Fatigue, then, may be referred to any particular spot in the body. People often go to an oculist to see what is the matter with their eyes, when there is nothing in the world the matter with their eyes: the honest oculist tells them that they are tired, and that for some reason unknown to him their fatigue expresses itself in the eyes.

This is a very common and very misleading fact. The patient finds it hard to believe that medicine ought seldom to be put on the spot where he feels his pain. If the pain is in his stomach he wants some medicine to put in his stomach and not a harangue on his habits, which is usually the only thing we can really do to help him. If he has a pain in his back he wants a plaster or a liniment for his back. It is very hard to get people out of that habit of mind, and we shall surely fail unless we are clear about it ourselves. It must be perfectly clear in our minds, or better, in our own experience, that fatigue may be referred to one spot or to another, in such a way as seriously to mislead us. I suppose that half of all the pains that we try to deal with in a dispensary – and pain, of course, is the commonest of complaints – are not due to any local or organic disease in the part. Doubtless there are some wholly unexplored diseases or disturbances of nutrition in that part, as there may be in the eyes when they ache because you have been walking up a mountain. But medical science knows nothing about that. What we do know is that the pain, if it is to be helped, will be helped not by thinking about that spot or doctoring it, but by trying to get that person rested.

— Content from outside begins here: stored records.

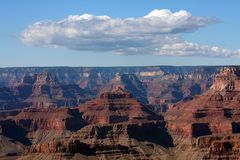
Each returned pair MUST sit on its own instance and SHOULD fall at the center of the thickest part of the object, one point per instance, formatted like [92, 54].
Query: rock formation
[117, 126]
[130, 83]
[212, 119]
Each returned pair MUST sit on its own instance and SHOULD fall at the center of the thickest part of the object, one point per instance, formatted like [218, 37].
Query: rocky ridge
[211, 121]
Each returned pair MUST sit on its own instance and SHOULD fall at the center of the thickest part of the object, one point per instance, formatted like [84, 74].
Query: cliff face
[115, 107]
[158, 86]
[130, 83]
[114, 124]
[40, 91]
[211, 116]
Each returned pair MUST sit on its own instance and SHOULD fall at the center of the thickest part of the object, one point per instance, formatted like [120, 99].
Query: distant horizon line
[59, 66]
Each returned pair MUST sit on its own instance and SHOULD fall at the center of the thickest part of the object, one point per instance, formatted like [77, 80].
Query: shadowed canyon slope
[119, 117]
[71, 86]
[211, 120]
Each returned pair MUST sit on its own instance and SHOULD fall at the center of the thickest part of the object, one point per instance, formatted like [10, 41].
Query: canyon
[120, 113]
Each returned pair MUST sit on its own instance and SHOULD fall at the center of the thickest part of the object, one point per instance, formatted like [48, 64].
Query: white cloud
[156, 33]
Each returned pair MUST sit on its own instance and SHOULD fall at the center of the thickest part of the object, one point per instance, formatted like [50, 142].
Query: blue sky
[16, 16]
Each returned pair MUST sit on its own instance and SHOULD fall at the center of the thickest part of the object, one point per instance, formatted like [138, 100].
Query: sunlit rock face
[216, 113]
[227, 80]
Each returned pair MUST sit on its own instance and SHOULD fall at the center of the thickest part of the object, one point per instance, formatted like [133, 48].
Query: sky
[119, 32]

Fatigue, then, ought to be one of our commonest medical-social diagnoses, and to help people out of it, one of the attempts that we most often make. In Dec., 1917, a dozen or more Y.M.C.A. boys consulted me in France, all with coughs, all wanting medicine to stop the cough, and most of them a good deal disappointed because they were told to go home and go to bed, told that they were tired, and that this fact depressed their resistance against bacteria, so that bronchitis or broncho-pneumonia resulted.